MT has been 5 years away from becoming “almost as good as human translation” for so long now, at least for the last 5 decades. At this pace, it will still be 5 years away from this resplendent goal for at least the next 5 centuries.

As somebody who has been translating patents from Japanese, German, French and other languages into English for 27 years, I appreciate MT for what it is – an extremely useful tool for translators and non-translators alike. But from my viewpoint, MT is a most wonderful tool especially for translators.

I remember the days when there was no MT in the eighties and nineties. Not only that, the legibility of documents was often horrible when after a second or even third generation fax, Japanese characters that were originally beautifully clear and crisp became but poor shadows of what they used to be, like shadows of ideas on the wall of Plato’s cave.

Digital copy has then finally put an end to this particular torturing of translator’s eyes and brain, and MT has later made it still easier for translators to do their work, for example by quickly locating possible translations of technical terms, or even the correct pronunciations of personal and geographical names, which used to be very difficult to ascertain in Japanese before easy access to MT for the most part solved this and other problems.

At the beginning of 21st century, I consider myself very lucky because like everybody else, I now generally have access to clearly legible copies of documents in foreign languages, especially patents. And before I start translating a patent, I generally print out an MT version of the text in Japanese or another language because it helps me with my work. MT helps me in the same way that a specialized dictionary or a specialized online database helps, but it does not do my work for me.

I look at the printed text quite a bit when I start translating because at that point, I am still formulating in my mind the terms that I will be using, and suggestions from the MT tool are often useful (although they can be also misleading).

If it made sense for me to “edit” the MT-processed text and pretend that it is my own work – hey, I would do it myself! Why not if I could work faster and make more money in this manner?

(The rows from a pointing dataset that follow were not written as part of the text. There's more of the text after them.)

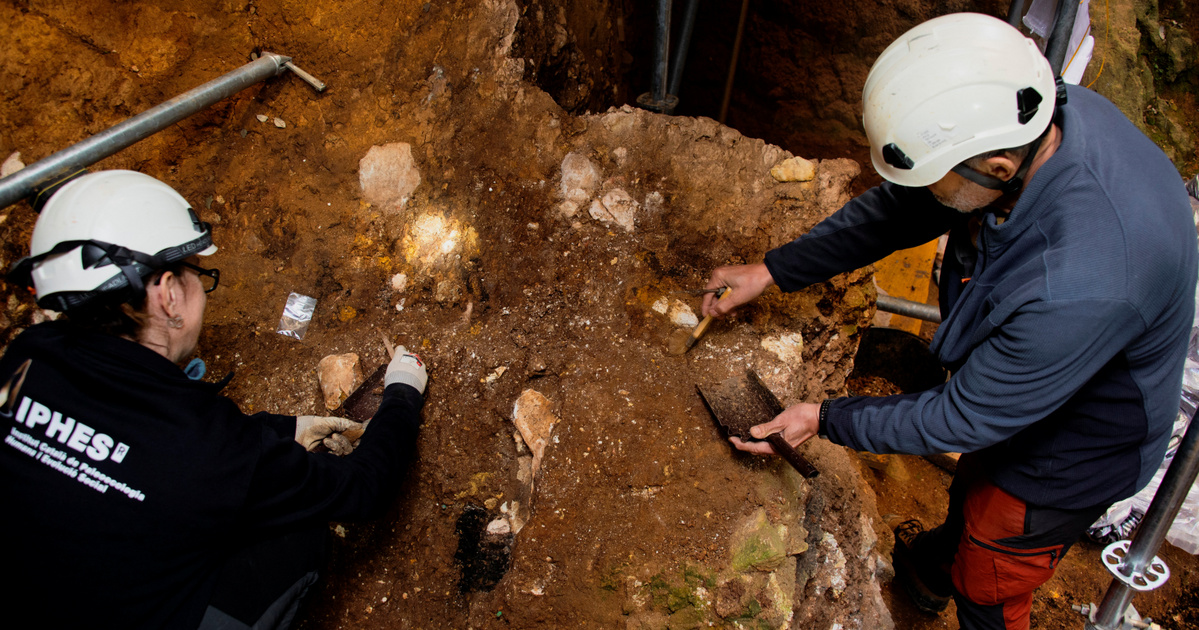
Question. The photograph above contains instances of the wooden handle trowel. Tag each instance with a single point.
(681, 341)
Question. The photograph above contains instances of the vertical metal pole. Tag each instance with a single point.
(1016, 12)
(733, 63)
(1170, 495)
(680, 60)
(1059, 40)
(662, 52)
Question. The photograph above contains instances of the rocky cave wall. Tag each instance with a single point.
(522, 244)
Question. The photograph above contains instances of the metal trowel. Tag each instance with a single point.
(737, 403)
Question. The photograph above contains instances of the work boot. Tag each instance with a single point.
(1112, 533)
(928, 586)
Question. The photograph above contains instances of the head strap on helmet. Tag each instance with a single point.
(1011, 186)
(134, 265)
(1028, 100)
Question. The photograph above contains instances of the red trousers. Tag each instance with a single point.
(999, 549)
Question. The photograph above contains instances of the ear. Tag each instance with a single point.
(1000, 167)
(167, 294)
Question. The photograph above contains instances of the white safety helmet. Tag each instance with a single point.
(951, 89)
(103, 234)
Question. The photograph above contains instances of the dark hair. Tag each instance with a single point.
(122, 313)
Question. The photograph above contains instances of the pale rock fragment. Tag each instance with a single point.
(618, 207)
(567, 209)
(534, 417)
(794, 169)
(682, 316)
(580, 179)
(494, 376)
(387, 175)
(11, 165)
(339, 375)
(788, 347)
(399, 282)
(655, 203)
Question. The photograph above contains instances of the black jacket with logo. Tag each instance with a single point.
(125, 484)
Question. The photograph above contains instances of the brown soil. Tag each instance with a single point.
(638, 484)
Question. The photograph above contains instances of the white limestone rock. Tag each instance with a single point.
(387, 175)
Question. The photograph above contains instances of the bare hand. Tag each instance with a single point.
(797, 424)
(745, 281)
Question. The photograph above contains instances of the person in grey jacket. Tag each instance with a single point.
(1067, 295)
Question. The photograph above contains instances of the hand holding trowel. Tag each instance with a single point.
(741, 403)
(681, 341)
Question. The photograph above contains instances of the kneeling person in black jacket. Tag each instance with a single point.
(134, 496)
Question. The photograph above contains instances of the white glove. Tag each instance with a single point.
(408, 369)
(313, 430)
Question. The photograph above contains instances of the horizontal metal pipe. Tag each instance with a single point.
(1059, 39)
(661, 52)
(909, 309)
(23, 183)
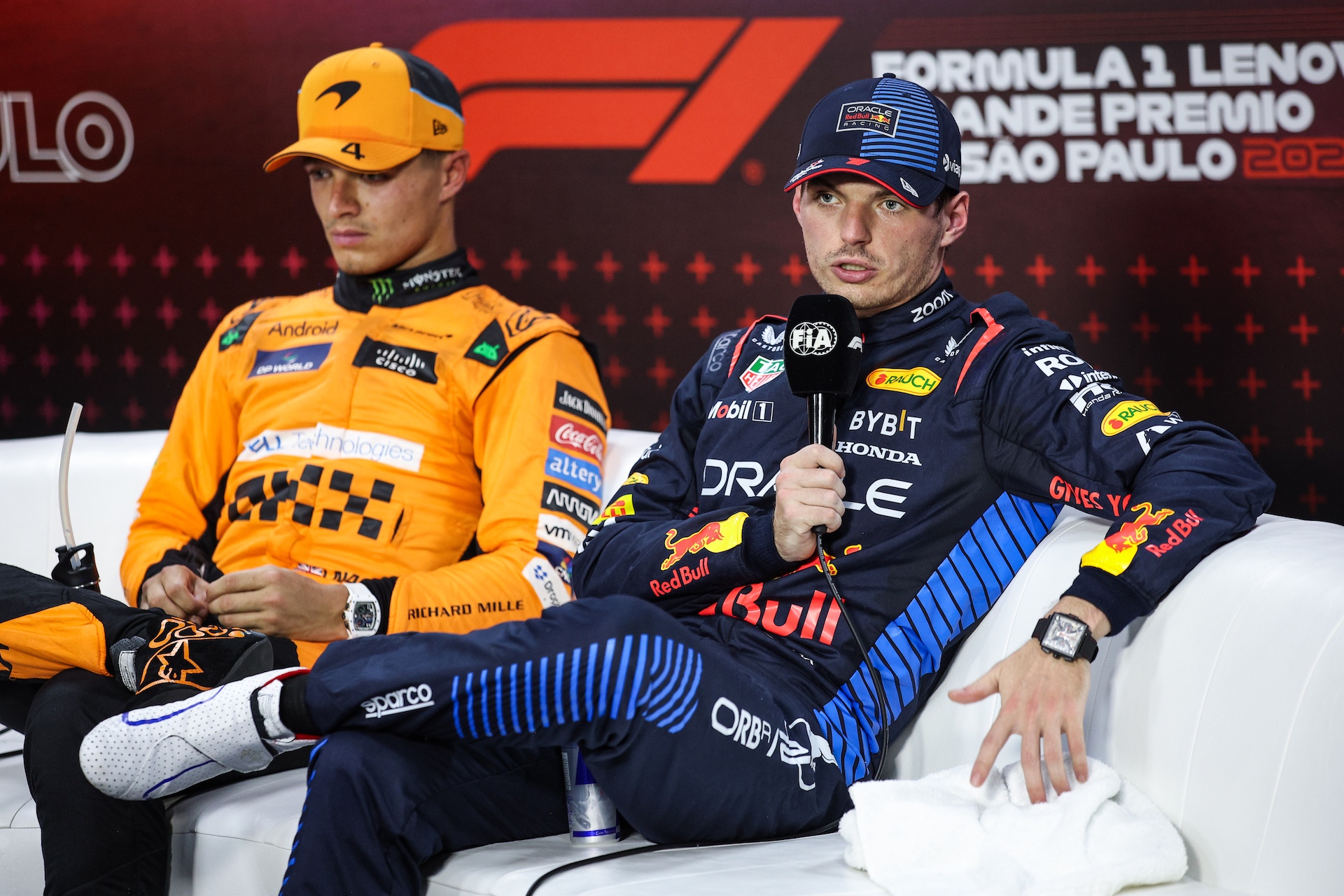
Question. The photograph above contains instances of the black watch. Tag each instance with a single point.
(1066, 637)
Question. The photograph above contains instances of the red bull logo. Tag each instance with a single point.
(1117, 551)
(1176, 532)
(715, 538)
(1130, 535)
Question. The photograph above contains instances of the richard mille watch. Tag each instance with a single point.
(1066, 637)
(363, 613)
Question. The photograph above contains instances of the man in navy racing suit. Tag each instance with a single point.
(723, 697)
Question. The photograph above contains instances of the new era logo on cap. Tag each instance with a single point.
(869, 115)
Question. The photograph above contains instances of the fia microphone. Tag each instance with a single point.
(823, 355)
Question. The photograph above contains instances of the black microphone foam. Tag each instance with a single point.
(823, 349)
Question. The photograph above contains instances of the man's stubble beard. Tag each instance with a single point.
(917, 269)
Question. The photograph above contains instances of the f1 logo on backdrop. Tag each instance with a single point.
(692, 92)
(94, 156)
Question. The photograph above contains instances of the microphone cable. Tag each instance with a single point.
(879, 692)
(874, 770)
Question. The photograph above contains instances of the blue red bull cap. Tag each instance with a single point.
(886, 130)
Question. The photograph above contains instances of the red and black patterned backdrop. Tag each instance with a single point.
(1161, 182)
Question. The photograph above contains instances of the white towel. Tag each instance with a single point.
(942, 837)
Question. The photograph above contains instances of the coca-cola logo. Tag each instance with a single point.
(575, 435)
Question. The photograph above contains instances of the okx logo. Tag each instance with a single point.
(692, 92)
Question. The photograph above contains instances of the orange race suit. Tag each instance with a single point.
(416, 431)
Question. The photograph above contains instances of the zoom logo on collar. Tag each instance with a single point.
(414, 363)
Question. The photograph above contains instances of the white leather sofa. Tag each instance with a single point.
(1226, 707)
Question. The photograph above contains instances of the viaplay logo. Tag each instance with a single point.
(692, 92)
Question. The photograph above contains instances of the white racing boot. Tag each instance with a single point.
(156, 751)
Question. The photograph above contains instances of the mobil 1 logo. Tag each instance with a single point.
(743, 410)
(562, 500)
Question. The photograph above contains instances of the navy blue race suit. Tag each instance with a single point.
(723, 697)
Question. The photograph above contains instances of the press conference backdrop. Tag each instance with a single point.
(1163, 183)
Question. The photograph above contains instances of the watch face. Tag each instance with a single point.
(363, 615)
(1063, 636)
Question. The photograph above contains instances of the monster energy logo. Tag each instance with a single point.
(382, 289)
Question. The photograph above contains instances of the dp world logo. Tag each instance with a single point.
(94, 140)
(691, 92)
(812, 337)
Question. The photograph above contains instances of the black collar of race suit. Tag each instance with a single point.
(926, 309)
(407, 286)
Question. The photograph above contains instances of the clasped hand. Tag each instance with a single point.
(269, 599)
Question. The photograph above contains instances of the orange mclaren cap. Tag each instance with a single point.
(371, 109)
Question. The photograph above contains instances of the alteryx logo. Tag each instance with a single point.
(573, 470)
(290, 360)
(691, 90)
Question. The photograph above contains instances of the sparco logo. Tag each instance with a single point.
(812, 337)
(401, 700)
(414, 363)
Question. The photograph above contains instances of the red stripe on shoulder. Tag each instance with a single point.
(992, 328)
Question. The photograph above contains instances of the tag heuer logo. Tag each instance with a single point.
(761, 371)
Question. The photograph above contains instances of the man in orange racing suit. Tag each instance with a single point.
(407, 450)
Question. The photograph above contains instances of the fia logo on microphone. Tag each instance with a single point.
(812, 337)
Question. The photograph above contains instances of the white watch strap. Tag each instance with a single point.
(359, 592)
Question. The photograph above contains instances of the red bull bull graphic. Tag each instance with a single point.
(1175, 533)
(1117, 551)
(715, 538)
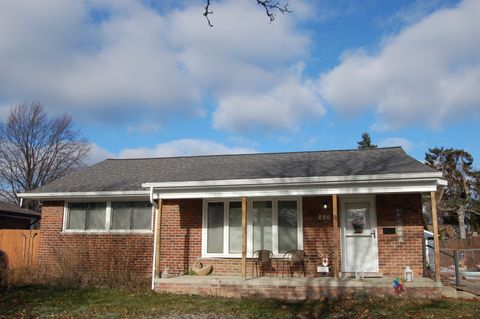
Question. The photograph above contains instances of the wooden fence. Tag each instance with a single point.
(19, 247)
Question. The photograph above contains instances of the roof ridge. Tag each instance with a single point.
(255, 154)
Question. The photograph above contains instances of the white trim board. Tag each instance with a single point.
(87, 195)
(372, 187)
(300, 186)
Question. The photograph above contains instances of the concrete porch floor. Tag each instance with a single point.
(293, 288)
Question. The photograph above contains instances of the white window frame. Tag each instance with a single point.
(108, 219)
(226, 243)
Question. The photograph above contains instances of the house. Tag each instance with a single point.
(360, 209)
(15, 217)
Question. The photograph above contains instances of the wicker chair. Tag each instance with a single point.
(262, 261)
(294, 260)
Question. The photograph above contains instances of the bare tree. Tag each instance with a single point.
(269, 6)
(36, 149)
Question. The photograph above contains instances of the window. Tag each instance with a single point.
(287, 226)
(108, 216)
(131, 216)
(86, 216)
(235, 228)
(272, 224)
(215, 228)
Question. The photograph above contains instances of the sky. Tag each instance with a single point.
(151, 78)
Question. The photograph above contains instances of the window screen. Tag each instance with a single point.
(287, 226)
(131, 216)
(215, 227)
(86, 216)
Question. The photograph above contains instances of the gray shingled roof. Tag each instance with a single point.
(16, 209)
(129, 174)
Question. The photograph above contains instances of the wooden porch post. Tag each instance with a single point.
(436, 242)
(336, 237)
(158, 226)
(244, 237)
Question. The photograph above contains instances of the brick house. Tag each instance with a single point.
(362, 209)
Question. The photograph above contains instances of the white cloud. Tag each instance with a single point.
(147, 127)
(428, 74)
(183, 147)
(397, 141)
(281, 108)
(98, 154)
(137, 60)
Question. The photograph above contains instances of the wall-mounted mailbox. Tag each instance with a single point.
(389, 231)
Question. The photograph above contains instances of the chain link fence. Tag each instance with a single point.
(461, 268)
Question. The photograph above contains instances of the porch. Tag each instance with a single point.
(293, 288)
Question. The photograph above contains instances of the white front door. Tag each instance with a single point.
(359, 235)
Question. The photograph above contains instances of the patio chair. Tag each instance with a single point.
(294, 260)
(262, 260)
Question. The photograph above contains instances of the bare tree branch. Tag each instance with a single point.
(270, 8)
(36, 149)
(208, 12)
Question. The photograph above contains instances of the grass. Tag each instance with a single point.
(54, 302)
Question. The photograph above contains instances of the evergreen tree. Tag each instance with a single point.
(461, 195)
(366, 142)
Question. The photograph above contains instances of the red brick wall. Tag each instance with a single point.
(91, 253)
(182, 233)
(393, 253)
(181, 242)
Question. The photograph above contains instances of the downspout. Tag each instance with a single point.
(154, 204)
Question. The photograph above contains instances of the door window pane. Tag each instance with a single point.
(235, 227)
(142, 215)
(358, 217)
(262, 225)
(287, 226)
(215, 213)
(121, 215)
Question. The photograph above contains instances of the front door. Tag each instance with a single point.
(359, 235)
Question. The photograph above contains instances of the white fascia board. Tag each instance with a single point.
(293, 180)
(364, 187)
(77, 195)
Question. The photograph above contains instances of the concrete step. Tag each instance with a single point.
(450, 292)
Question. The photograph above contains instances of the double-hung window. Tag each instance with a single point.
(118, 216)
(131, 216)
(273, 224)
(86, 216)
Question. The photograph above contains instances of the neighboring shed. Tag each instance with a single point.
(15, 217)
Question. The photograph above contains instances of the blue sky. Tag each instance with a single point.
(150, 78)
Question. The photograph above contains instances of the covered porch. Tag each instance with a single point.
(293, 288)
(323, 211)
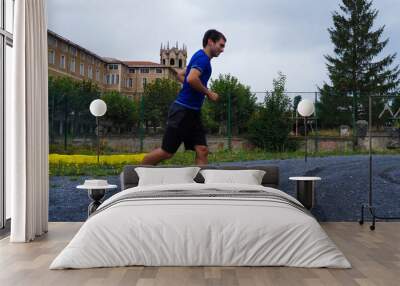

But it so happens that things don’t work like this in translation, because, as I said at the beginning, while machine translation is a very useful tool, it is not translation. If I tried to edit the MT text, no matter how much and for how long I tried to edit the damn thing, the editing process would necessarily introduce abominations conceived in the brain of a machine into a human translation to such an extent that I would lose all of my clients very quickly.

The only real solution for all of the problems inherent in machine translation is a retranslation.

This is something that is difficult to explain to people who don’t know much about translation, especially since expecting that technology will keep delivering new fantastic miracles to us on a daily basis is deeply rooted now in the very essence of our so-called civilization.

But as more and more people now have direct experience with MT as it is available to anyone for free with access to a computer, tablet or smart phone, I am hoping that fewer people will be giving me the uncomprehending look that I sort of became used to over the years when I try to explain to non-translators why MT is a gift to human translators rather than a curse that will eventually do away with my profession.

As most people have already used MT on their own, or will be using it soon, more and more of them will hopefully start understanding what MT is and what it isn’t.